Mas o resultado daquela votação não é garantia de um placar definitivo em favor das causas da oposição ao atual governo Lula. O placar tem a ver com acordos não devidamente claros, o que inclui a posição adotada pelo presidente do colegiado, Davi Alcolumbre. Outro fator cogitado teria a ver com o andamento do caso Master.

Foi o que a imprensa publicou, entre dados objetivos, hipóteses plausíveis e especulações um tanto delirantes. O resultado da votação foi, portanto, uma vitória circunstancial da turma bolsonarista, com o auxílio de insatisfeitos do centro e até governistas.
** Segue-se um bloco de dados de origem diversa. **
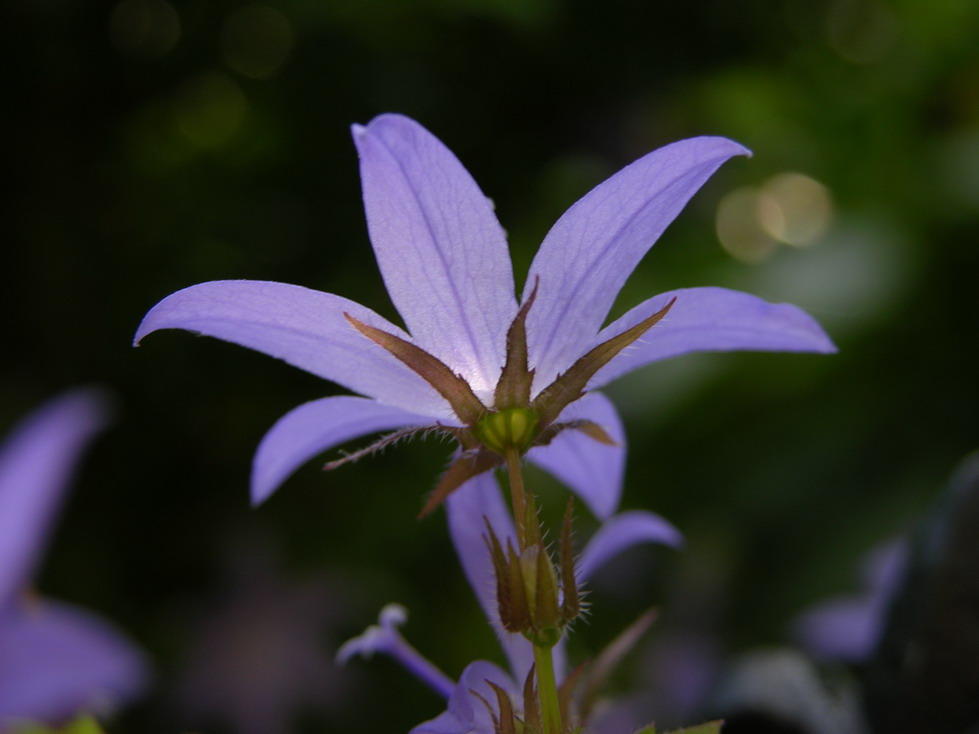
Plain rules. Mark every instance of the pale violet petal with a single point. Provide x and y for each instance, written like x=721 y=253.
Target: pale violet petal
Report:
x=58 y=661
x=466 y=714
x=384 y=638
x=622 y=532
x=439 y=246
x=593 y=470
x=36 y=462
x=315 y=427
x=591 y=250
x=711 y=320
x=467 y=507
x=303 y=327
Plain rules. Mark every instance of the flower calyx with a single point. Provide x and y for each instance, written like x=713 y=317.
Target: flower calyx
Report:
x=517 y=421
x=534 y=597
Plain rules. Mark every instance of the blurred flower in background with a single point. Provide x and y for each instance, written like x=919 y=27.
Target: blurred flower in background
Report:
x=55 y=660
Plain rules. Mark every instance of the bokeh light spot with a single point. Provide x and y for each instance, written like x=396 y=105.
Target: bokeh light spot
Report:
x=209 y=110
x=739 y=228
x=256 y=40
x=795 y=209
x=144 y=29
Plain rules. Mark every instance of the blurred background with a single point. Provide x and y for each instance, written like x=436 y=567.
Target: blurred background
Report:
x=154 y=144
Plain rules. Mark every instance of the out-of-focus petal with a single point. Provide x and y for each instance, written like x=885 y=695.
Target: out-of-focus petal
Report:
x=592 y=469
x=480 y=498
x=36 y=462
x=315 y=427
x=711 y=320
x=466 y=714
x=303 y=327
x=845 y=628
x=57 y=661
x=439 y=245
x=622 y=532
x=591 y=250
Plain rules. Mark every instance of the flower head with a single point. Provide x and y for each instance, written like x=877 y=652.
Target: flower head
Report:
x=55 y=660
x=497 y=374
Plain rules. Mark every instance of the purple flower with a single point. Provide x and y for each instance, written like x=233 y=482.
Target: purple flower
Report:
x=444 y=259
x=479 y=501
x=55 y=660
x=848 y=628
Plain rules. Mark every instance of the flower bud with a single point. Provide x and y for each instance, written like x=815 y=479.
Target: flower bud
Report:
x=530 y=598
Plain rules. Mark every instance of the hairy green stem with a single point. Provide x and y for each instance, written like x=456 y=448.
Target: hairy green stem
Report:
x=547 y=690
x=517 y=495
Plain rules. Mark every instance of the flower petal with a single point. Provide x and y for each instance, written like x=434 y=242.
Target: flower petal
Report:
x=712 y=320
x=306 y=328
x=467 y=507
x=592 y=469
x=845 y=628
x=466 y=714
x=439 y=246
x=35 y=464
x=58 y=661
x=314 y=427
x=595 y=245
x=622 y=532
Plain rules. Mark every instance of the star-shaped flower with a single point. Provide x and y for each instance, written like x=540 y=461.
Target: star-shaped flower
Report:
x=55 y=660
x=496 y=374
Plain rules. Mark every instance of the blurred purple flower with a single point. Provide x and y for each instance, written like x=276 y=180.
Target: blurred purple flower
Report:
x=251 y=664
x=847 y=628
x=55 y=660
x=444 y=258
x=480 y=498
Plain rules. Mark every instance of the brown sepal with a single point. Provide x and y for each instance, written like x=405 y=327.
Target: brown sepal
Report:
x=507 y=724
x=449 y=385
x=462 y=469
x=589 y=428
x=570 y=386
x=513 y=389
x=545 y=601
x=612 y=655
x=382 y=443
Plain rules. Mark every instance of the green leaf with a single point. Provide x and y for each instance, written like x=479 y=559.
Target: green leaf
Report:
x=570 y=386
x=711 y=727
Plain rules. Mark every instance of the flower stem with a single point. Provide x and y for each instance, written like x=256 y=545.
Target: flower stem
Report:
x=547 y=690
x=517 y=495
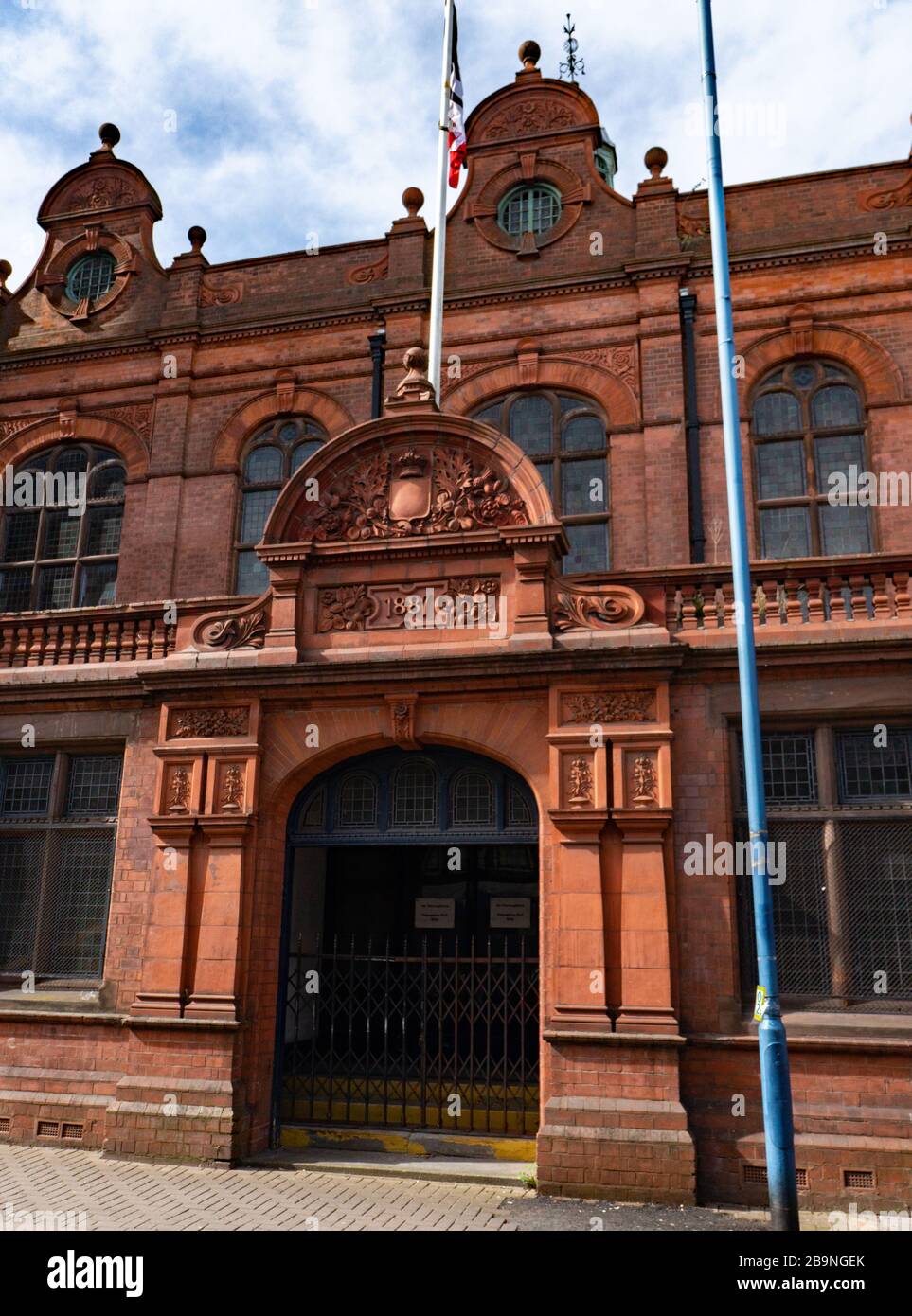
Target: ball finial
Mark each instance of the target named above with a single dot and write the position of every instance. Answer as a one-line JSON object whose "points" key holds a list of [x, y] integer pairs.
{"points": [[110, 134], [412, 200], [655, 159], [529, 54]]}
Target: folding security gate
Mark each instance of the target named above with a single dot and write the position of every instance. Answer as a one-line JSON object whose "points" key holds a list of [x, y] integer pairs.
{"points": [[426, 1033]]}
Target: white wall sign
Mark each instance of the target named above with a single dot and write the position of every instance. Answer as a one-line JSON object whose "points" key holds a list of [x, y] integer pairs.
{"points": [[435, 914], [510, 911]]}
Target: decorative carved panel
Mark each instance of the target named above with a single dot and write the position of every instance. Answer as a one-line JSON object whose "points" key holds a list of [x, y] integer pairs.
{"points": [[237, 628], [888, 199], [391, 495], [384, 607], [220, 295], [529, 117], [599, 608], [371, 273], [205, 722], [622, 705], [618, 361]]}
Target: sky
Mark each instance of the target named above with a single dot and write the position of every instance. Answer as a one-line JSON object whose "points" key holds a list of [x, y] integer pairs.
{"points": [[267, 121]]}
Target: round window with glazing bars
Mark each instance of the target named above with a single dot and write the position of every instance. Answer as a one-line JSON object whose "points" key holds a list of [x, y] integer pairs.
{"points": [[91, 276], [532, 208]]}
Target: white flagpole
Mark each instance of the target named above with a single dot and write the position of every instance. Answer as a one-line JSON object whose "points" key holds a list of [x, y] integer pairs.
{"points": [[436, 336]]}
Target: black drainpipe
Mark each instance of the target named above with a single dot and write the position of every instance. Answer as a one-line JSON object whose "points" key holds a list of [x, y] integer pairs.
{"points": [[692, 428], [378, 343]]}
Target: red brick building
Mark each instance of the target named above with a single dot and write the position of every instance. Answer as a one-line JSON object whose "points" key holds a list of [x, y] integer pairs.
{"points": [[283, 849]]}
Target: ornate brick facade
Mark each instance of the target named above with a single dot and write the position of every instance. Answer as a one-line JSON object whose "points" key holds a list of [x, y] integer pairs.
{"points": [[213, 699]]}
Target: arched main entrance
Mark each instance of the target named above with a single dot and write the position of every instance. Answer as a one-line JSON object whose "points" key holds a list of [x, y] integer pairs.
{"points": [[411, 947]]}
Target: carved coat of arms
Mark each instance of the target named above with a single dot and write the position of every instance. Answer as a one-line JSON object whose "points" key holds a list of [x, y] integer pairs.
{"points": [[408, 492]]}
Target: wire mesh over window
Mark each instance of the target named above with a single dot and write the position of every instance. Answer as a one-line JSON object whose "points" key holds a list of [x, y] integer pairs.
{"points": [[56, 870], [790, 770], [473, 799], [841, 884], [94, 785], [26, 785], [873, 772], [415, 795], [357, 800]]}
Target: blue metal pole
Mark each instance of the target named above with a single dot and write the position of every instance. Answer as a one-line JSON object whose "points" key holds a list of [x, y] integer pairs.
{"points": [[778, 1129]]}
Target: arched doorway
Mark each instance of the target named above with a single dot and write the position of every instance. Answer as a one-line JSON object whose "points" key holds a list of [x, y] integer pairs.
{"points": [[411, 948]]}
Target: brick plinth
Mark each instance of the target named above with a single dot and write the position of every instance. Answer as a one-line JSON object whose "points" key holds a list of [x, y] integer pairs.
{"points": [[617, 1128]]}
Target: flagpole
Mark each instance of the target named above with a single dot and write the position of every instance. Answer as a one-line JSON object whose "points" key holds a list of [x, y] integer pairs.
{"points": [[776, 1089], [436, 334]]}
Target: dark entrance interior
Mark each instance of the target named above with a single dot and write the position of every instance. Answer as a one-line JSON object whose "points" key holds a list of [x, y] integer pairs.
{"points": [[412, 948]]}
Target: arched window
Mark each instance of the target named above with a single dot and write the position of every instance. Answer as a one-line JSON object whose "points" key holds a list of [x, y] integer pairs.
{"points": [[415, 795], [91, 276], [532, 208], [808, 425], [357, 800], [61, 539], [271, 457], [472, 799], [567, 441]]}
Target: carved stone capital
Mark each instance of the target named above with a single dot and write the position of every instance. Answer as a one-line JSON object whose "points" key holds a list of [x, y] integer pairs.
{"points": [[580, 827], [402, 720]]}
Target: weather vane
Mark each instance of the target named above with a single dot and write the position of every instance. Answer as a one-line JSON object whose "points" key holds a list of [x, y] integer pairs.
{"points": [[573, 66]]}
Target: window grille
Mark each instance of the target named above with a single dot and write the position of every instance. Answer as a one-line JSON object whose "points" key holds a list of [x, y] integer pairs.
{"points": [[415, 795], [530, 209], [790, 770], [473, 799], [567, 439], [50, 559], [871, 772], [271, 457], [358, 802], [91, 276], [808, 424], [844, 914], [54, 867]]}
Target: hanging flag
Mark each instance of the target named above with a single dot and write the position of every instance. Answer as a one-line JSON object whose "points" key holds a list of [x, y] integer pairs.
{"points": [[455, 118]]}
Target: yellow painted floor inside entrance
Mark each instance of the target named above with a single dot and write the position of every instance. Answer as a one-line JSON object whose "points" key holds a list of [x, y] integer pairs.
{"points": [[409, 1141]]}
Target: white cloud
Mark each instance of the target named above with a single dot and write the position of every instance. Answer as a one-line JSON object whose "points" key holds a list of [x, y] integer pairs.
{"points": [[294, 118]]}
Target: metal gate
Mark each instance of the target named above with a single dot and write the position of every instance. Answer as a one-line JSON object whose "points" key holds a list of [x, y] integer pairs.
{"points": [[432, 1032]]}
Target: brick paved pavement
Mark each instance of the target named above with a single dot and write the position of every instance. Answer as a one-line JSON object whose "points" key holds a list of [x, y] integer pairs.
{"points": [[128, 1195]]}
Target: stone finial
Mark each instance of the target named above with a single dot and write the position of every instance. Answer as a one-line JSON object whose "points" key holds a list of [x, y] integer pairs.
{"points": [[416, 384], [416, 388], [655, 159], [110, 134], [412, 200], [529, 54]]}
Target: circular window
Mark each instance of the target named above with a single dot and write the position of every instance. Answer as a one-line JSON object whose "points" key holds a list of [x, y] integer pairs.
{"points": [[529, 209], [91, 276]]}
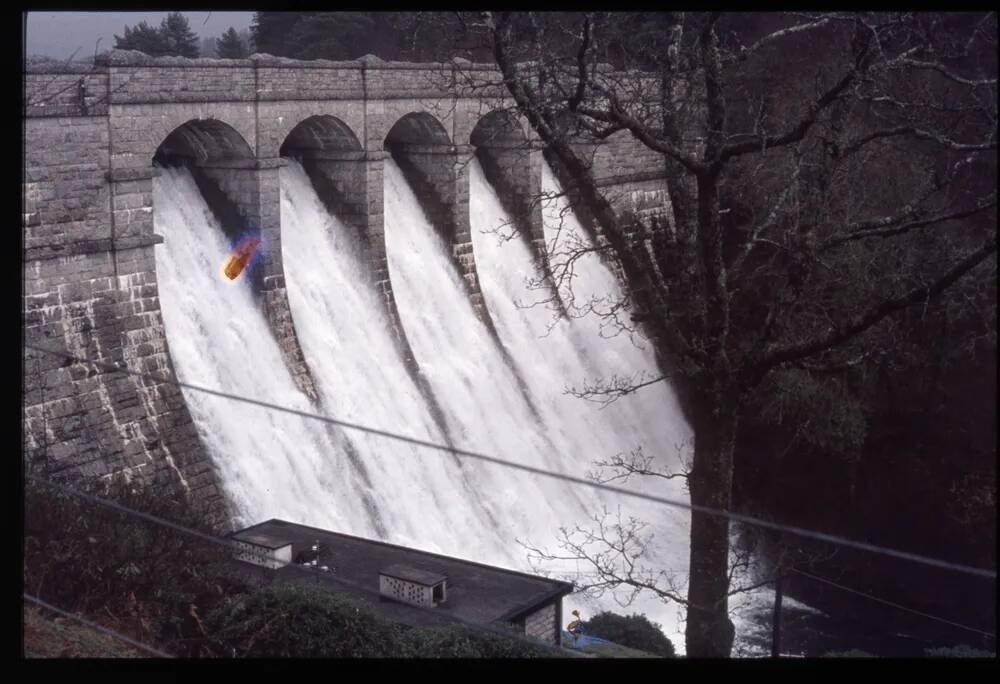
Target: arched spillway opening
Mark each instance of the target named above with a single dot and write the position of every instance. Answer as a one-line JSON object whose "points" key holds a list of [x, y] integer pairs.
{"points": [[512, 165], [330, 154], [338, 264], [214, 153], [210, 192]]}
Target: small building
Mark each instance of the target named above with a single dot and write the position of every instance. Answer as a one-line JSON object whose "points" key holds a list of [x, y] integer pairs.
{"points": [[404, 584]]}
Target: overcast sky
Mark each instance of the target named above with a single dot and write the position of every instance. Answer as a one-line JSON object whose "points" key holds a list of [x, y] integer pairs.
{"points": [[58, 34]]}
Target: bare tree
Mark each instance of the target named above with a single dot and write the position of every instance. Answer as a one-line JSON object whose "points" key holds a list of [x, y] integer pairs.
{"points": [[826, 171]]}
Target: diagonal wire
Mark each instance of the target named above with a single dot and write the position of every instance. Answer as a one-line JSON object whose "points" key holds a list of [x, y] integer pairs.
{"points": [[894, 605], [99, 628], [706, 510], [225, 542]]}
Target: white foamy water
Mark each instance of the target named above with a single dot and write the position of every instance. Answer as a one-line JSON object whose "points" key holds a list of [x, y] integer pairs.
{"points": [[276, 465], [270, 464], [569, 351]]}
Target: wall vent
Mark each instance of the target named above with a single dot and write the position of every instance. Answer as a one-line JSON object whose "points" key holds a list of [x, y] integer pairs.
{"points": [[413, 586]]}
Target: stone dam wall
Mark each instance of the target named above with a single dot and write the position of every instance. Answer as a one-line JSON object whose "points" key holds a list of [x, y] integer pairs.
{"points": [[91, 135]]}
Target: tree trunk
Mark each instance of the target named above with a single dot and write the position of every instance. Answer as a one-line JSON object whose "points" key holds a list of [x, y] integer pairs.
{"points": [[710, 632]]}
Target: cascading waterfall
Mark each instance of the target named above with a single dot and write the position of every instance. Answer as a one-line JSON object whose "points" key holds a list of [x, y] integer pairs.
{"points": [[276, 465], [271, 464], [568, 351]]}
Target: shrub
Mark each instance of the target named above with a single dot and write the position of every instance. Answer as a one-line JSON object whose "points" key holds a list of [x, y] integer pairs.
{"points": [[465, 642], [634, 631], [81, 556], [299, 621]]}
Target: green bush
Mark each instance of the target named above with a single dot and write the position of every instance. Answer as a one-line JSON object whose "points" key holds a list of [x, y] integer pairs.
{"points": [[81, 556], [299, 621], [634, 631], [305, 621], [465, 642]]}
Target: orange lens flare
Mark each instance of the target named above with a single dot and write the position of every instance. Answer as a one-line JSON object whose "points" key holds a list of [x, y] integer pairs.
{"points": [[237, 262]]}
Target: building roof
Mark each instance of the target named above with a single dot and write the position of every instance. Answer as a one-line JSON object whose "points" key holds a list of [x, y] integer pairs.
{"points": [[268, 541], [476, 592], [405, 572]]}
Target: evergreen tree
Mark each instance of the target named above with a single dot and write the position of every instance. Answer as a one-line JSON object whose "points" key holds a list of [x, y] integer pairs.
{"points": [[143, 38], [333, 35], [271, 32], [207, 47], [230, 46], [179, 37]]}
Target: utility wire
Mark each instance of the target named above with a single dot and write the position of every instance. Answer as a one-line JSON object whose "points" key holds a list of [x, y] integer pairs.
{"points": [[228, 544], [894, 605], [99, 628], [738, 517]]}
Para controlar o Senado na sua quase integralidade, é preciso muito mais.

Farejando o clima de uma possível virada, as vertentes que transitam entre um lado e outro, a depender dos ventos, se mexem para não perder espaço a partir de 2027. Flávio Bolsonaro e Alcolumbre se confraternizam após a derrota de Lula na votação de Jorge Messias. Já trocaram pedradas, agora trocam abraços e tapinha nas costas.

O paraíso para o bolsonarismo seria a vitória de Flávio e a eleição avassaladora de candidatos ao Senado. Se isso acontecer, os porões do inferno se abrirão de vez. O país estará numa quadra mais degradante do que os quatro anos sob o governo do abjeto capitão da tortura. Anistia para bandidos e destruição geral dos programas sociais.

Nos últimos dias, Eduardo Bolsonaro apareceu como eventual suplente numa chapa para o Senado por São Paulo. É uma jogada que não faz sentido agora, mas tem tudo a ver com o que esperam os herdeiros e aliados de Jair Messias. Em comum entre as variantes da extrema direita, esta lógica elementar: se Flávio ganhar, a gente pode tudo.

Não por acaso, o candidato Rachadinha avisou que, se eleito, o pai bandidão subirá com ele a rampa do Planalto. E Eduardo estará de volta, livre e solto. A turma está tão assanhada que já escalou virtuais opções à presidência do Senado no ano que vem.

Os mais citados são Rogério Marinho e Tereza Cristina. Ainda que Alcolumbre já acene para aliança num eventual governo dos milicianos, eles querem alguém cem por cento na coleira. É nessa tropa de elite que está o representante das Alagoas, Alfredo Gaspar.